Contributed by: Sandra Mitrović
This article first appeared in Data Science Briefings, the DataMiningApps newsletter. Subscribe now for free if you want to be the first to receive our feature articles, or follow us @DataMiningApps. Do you also wish to contribute to Data Science Briefings? Shoot us an e-mail over at briefings@dataminingapps.com and let’s get in touch!
The performance of supervised predictive models is characterized by the generalization error, that is, the error, obtained on datasets different from the one used to train the model. More precisely, generalization error equals to expectation of predictive error over all datasets D and ground truth y and can be represented as: E D,y [L(y,f(x))], where f(x) is predicted outcome for an input x and L is the chosen loss function. Obviously, the goal is to minimize generalization error, which, for several most typical choices of loss function, can be decomposed as:
aL * Variance(x) + Bias(x) + bL * Noise(x)
Where factors aL and bL depend on the choice of a loss function L [1]. Bias measures systematic error, which stems from the predictive method used. Variance, on the other hand, is not related to the chosen modeling method, but rather to the dataset used. It represents fluctuations around the most commonly (in case of classification)/average (in case of regression) predicted value in different test datasets. Ideally, both bias and variance should be low, since high bias leads to under-fitting, which is inability of the model to fit the data (low predictive performance on train data), while high variance leads to over-fitting meaning that the obtained model is too much adjusted to the train data that it fails to generalize on test data (also known as “memorization” (of train data)). This, however, is not possible and hence, in practice, we have to make a trade-off between variance and bias.
Different types of models have different bias/variance profiles, e.g. Naïve Bayes classifier has low variance and high bias, while decision tree has low bias and high variance. Logistic Regression (LR) is a well-established method, which despite being fairly simple has been proven to have good performances [2]. On one side, this is beneficial since it facilitates interpretation of the model and obtained results. On the other side, having low variance (and high bias), makes it a limited method in terms of its expressive power. We can overcome this drawback by introducing more complex features, obtained as a Cartesian product of the original features. Logistic regression of order n (denoted as LRn) is defined as the logistic regression modeling the interactions of the n-th order (as defined in [3], although it can be, as well, defined to consider lower level interactions i.e. interactions of order ≤ n).
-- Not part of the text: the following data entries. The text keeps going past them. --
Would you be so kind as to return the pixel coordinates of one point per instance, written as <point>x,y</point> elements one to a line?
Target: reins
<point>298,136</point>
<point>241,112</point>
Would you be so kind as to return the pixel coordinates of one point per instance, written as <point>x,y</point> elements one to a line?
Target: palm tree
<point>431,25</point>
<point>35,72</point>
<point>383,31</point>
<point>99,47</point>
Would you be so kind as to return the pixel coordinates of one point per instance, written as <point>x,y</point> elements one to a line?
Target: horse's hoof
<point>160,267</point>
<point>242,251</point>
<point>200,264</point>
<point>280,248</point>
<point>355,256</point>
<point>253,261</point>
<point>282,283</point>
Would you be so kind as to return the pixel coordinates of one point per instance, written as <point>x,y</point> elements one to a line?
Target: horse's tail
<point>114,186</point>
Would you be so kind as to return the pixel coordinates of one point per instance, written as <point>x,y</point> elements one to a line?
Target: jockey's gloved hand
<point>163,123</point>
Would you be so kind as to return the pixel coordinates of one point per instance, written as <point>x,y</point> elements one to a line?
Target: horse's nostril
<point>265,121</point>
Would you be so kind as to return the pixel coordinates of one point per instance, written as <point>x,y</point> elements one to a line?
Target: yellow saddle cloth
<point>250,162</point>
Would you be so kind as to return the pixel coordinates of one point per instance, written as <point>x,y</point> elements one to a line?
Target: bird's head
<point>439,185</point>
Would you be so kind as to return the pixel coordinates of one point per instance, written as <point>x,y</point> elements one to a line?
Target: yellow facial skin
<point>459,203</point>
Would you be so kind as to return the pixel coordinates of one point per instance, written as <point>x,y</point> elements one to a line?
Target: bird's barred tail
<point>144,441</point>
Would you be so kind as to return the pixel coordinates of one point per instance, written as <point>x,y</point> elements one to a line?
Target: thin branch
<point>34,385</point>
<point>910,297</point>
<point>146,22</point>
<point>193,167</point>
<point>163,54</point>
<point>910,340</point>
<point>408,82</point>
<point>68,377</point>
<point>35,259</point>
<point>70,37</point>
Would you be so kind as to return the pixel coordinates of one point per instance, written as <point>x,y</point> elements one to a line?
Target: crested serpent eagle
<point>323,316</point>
LRn allows modeling of much larger number of distributions, as compared to LR. Obviously, on smaller datasets this leads to over-fitting and different types of regularization are known in literature to penalize for the model complexity. But what happens in the case of really large datasets? It has been demonstrated that with the increase of training dataset, variance decreases and bias increases [4]. Hence, high variance of LRn would not be a problem, as long as bias could be controlled. Bias/variance profile of higher-order LR has been extensively investigated in [3], where LRn (for n=1,2,3) have been compared on 75 datasets from UCI repository. As it can be seen in the Figure 1 (borrowed from [3]), with increasing amount of data, higher-order LR perform better than the lower-order LR. In other words, with large enough datasets, as the order n increases, the bias of LRn descreases, This clearly motivates the usage of higher-order LR with large datasets.
Once again, it is very important to emphasize the amount of data observed (i.e. the number of instances). For example, based on the zoomed part of graph, if we would make a strict cutoff at any number of instances i, where i < 1000, due to the fact that LR1 learning curve has steeper decrease than both LR2 and LR3, we would conclude that LR1 performs the best (out of these three). As it can be seen from upper part of the figure, the same conclusion could be derived to the detriment of LR3 after sufficiently enough number of instances. However, for extensively large dataset, it is obvious that LR3 outperforms the other two. This phenomenon is due to the fact that lower-order logistic regressions have higher learning rate in the beginning of learning process.
Figure 1: Learning curves of logistic regressions of different order plotted for increasing amount of data (an illustration from [3]). Click to view full size version.
References
- [1] Domingos, P. (2000). A unified bias-variance decomposition. In Proceedings of 17th International Conference on Machine Learning (pp. 231-238).
- [2] Baesens, B., Van Gestel, T., Viaene, S., Stepanova, M., Suykens, J., & Vanthienen, J. (2003). Benchmarking state-of-the-art classification algorithms for credit scoring. Journal of the operational research society, 54(6), 627-635.
- [3] Zaidi, N. A., Webb, G. I., Carman, M. J., & Petitjean, F. (2016). ALR n: Accelerated HigherOrder Logistic Regression. In Proceedings of European Conference on Machine Learning.
- [4] Brain, D., & Webb, G. I. (2002, August). The need for low bias algorithms in classification learning from large data sets. In European Conference on Principles of Data Mining and Knowledge Discovery (pp. 62-73). Springer Berlin Heidelberg.